Problem:

Given N cards, on both sides of each card is written one number. If you put a card on the table face up, you can not see the number written on the other side.

There are N cards on the table, let Ai be the number written on one side of the card i, a Bi be the number written on the other side of the map i. Cards are initially in a position that can be seen the number Ai.

Given K operations, for each j operation from 1 to K do the following: all cards with visible number less or equal to Tj are upended.

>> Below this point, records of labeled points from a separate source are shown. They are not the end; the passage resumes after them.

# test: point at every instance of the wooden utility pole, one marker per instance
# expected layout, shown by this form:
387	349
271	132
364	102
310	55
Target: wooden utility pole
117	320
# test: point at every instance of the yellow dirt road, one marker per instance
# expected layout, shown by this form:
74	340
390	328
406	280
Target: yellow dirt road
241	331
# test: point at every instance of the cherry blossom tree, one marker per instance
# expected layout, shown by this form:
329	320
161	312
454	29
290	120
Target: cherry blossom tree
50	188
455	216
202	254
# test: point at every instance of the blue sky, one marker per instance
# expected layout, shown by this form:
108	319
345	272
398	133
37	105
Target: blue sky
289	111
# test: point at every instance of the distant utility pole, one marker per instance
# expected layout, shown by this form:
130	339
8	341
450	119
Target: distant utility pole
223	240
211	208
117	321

The result is the sum of the numbers that are visible on the cards after this operations.

1<=N,K<=200 000

1<=Ai,Bi,Tj<=1 000 000 000

Sample test:

```
Input:
5 3 // N and K
4 6 // each N lines contains the numbers on the sides of the cards, Ai and Bi
9 1
8 8
4 2
3 7
8 // each K lines contain Tj
2
9
Output:
18
```

Can you give the link to the question?

Sorry, haven't link. Can give only photo, but it on the russian language.

When we were on a training camp for Bulgarian's junior and senior national teams one morning while we were having breakfast I heard Hristo Venev talking about this problem and he said that he has solved it for full score using BIT(indexes are T-s). I'm not sure about the constraints but the statement was the same. It was a couple of months ago and I still can't solve it and I really want to know the solution. I hope that this post will help someone to solve the problem.

The problem is exactly the same as "Fortune Telling 2" from JOI Open Contest 2014. There is a comment which described the solution.